As the Green’s carbon tax proposes to tax dairy, with the door ajar for sheep and beef later, it would make us the only country on earth to emissions tax primary food production. With no commercially viable tools to reduce farm biological emissions, even the Green’s own report acknowledges ten percent of our dairy farms would be vulnerable, making our dairy industry less competitive.

In order to significantly reduce our total biological emissions we would need to slash production. On current technologies that is only achievable by cutting livestock numbers meaning less income for New Zealand to pay for our roads, hospitals and the things we need from overseas. In 1990, the value of dairy exports was just over $2bn but in the year to April 2014, it was a staggering $15.2bn.

Yet a carbon tax on New Zealand dairy farmers is bad for climate change. We need cool heads if you excuse the pun. Panic only leads to poor decision making.

A carbon tax, Dr Norman argues, would encourage the development and implementation of new technologies to improve carbon efficiency through increased productivity.

But such a tax perversely takes money from any industry that is better spent on developing low carbon technologies. If Dr Norman’s statement is the measure then farmers’ actions prove it is not needed.

In 2011, Rosie the cow produced milksolids with 24 percent fewer emissions than her forebear did in 1990. At a year-on-year improvement of 1.14 percent our dairy farmers have saved around five million tonnes per year of CO2-equivalent emissions by becoming better farmers.

Even the United Nations Food and Agriculture Organisation (FAO) believe we have the most carbon efficient dairy farmers on earth.

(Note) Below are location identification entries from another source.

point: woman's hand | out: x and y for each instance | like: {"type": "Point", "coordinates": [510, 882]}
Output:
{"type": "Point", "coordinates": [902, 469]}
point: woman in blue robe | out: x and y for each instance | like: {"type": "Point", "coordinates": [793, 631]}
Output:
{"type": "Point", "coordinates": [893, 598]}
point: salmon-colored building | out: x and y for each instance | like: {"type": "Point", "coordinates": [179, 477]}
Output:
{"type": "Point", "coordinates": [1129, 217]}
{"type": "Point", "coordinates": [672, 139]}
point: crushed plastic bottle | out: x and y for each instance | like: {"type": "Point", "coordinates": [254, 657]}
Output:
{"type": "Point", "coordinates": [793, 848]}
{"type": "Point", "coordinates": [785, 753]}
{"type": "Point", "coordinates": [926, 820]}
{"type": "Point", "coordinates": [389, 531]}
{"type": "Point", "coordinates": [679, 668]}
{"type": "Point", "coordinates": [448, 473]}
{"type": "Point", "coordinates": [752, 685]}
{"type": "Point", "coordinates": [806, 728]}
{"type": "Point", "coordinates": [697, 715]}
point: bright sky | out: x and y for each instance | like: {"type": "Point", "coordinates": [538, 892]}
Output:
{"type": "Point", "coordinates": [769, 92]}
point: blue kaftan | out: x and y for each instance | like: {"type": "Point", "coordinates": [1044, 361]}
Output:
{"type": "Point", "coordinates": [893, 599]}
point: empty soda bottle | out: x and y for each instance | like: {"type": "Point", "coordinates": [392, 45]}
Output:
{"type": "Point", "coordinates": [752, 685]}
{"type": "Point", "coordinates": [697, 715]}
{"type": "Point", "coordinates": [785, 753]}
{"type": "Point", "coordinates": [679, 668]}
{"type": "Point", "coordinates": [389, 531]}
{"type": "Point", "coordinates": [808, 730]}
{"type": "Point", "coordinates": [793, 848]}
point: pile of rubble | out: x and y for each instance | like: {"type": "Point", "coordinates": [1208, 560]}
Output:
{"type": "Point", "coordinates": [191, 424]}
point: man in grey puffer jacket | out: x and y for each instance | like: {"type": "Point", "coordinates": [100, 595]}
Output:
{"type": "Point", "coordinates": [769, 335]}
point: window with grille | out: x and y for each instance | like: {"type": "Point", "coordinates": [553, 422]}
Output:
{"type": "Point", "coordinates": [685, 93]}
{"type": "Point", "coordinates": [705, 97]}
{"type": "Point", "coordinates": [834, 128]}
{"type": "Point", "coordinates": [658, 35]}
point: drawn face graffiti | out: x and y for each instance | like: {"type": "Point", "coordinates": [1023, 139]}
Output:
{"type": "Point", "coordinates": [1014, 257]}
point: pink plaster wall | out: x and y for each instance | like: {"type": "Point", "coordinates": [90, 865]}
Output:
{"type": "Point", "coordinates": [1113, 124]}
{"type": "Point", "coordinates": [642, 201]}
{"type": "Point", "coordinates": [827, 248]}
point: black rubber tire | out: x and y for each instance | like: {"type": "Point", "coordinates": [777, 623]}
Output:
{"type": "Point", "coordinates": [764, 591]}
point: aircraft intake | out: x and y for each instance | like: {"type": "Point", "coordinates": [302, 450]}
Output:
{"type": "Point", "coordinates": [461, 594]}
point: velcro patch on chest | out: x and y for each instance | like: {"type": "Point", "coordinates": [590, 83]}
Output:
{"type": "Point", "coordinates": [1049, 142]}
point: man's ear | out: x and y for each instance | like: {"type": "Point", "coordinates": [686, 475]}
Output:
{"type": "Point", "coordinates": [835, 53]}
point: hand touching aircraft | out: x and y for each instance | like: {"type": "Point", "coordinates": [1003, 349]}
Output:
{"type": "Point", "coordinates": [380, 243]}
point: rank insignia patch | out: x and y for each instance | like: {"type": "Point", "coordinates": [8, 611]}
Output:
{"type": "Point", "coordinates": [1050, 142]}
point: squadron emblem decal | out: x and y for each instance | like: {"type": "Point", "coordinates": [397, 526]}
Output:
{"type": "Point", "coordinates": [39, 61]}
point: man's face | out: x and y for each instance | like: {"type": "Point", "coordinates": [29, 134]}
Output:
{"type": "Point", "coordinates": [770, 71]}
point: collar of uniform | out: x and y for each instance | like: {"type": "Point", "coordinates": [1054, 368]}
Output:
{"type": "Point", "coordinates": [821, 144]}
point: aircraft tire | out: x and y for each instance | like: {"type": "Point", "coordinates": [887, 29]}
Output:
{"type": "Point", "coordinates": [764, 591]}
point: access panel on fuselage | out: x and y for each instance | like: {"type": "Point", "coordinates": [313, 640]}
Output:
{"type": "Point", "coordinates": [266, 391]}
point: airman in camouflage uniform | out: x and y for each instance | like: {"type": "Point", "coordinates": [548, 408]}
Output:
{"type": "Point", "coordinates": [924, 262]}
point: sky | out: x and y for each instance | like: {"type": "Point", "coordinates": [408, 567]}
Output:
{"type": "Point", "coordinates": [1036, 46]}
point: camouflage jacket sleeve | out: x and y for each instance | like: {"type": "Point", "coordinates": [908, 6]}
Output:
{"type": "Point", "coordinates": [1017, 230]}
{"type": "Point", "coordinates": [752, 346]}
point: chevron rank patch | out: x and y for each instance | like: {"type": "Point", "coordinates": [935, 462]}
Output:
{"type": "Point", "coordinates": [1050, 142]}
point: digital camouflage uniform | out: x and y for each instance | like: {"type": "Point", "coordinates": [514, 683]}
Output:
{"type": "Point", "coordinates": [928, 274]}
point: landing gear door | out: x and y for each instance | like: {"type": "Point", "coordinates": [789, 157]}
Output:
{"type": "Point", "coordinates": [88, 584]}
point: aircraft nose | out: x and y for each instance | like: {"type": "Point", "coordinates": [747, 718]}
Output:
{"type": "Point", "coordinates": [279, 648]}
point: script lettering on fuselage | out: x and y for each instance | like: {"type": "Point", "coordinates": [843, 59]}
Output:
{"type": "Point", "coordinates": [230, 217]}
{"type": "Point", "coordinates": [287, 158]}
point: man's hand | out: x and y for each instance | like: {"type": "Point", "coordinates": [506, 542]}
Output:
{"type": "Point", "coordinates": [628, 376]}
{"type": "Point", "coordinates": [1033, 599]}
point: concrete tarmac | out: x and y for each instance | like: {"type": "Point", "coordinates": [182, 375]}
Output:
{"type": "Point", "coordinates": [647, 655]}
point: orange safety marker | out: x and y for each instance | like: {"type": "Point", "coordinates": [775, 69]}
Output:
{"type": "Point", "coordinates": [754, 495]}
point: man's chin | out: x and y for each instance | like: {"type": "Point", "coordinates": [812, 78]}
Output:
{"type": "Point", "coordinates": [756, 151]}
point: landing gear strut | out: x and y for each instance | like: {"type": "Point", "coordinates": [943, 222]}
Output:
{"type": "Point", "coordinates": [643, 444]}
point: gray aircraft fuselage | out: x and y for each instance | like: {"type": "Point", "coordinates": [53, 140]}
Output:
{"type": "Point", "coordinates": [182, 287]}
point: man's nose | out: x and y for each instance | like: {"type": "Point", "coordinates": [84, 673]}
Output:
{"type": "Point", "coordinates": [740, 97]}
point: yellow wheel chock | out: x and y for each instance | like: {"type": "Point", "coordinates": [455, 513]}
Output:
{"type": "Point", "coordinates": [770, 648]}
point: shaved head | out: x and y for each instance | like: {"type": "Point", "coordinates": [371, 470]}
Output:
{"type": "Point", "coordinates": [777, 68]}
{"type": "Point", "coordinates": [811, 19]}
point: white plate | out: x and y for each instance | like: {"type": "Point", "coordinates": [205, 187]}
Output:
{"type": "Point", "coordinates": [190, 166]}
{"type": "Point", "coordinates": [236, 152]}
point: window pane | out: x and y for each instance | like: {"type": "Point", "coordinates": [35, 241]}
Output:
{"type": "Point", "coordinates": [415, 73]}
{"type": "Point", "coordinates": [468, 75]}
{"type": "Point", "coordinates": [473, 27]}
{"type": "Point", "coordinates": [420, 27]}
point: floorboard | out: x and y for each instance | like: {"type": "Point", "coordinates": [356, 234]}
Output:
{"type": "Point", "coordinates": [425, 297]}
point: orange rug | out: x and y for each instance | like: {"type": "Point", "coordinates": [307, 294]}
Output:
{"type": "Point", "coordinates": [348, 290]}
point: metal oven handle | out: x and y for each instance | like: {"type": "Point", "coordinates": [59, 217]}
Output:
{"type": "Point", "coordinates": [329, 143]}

This is why reducing our production becomes a global emissions own goal since less efficient countries will fill the gap. Given our carbon efficiency in dairy is almost twice the world average, if we transferred our dairy production overseas, net global emissions would increase by a staggering thirteen million tonnes per year.

Hard as it is to accept we are doing our bit for global emissions by farming. I suspect there are elements within the Green Party who understand this conundrum, which is why their response to agriculture has been ambivalent.

Furthermore, farmers are investing millions of dollars on research to mitigate agricultural emissions through the Pastoral Agricultural Greenhouse Gas Research Consortium. In partnership with Government, the aim is to increase feed conversion through reduced methane production while better utilising a valuable farming input – nitrogen.

The UN’s FAO report concluded that improving productivity is the key to reducing the impact of biological emissions on climate change and New Zealand farmers are playing our part. We are also helping others and later this year, Federated Farmers, the World Farmers Organisation and Government, will host a group of international farmers focussed on carbon efficiency.

Increasing productivity increases carbon efficiency and climate change policies that deny this renders a carbon tax misguided at best. Hard as I look, I cannot find any global or local benefits in a carbon tax on biological emissions from agriculture.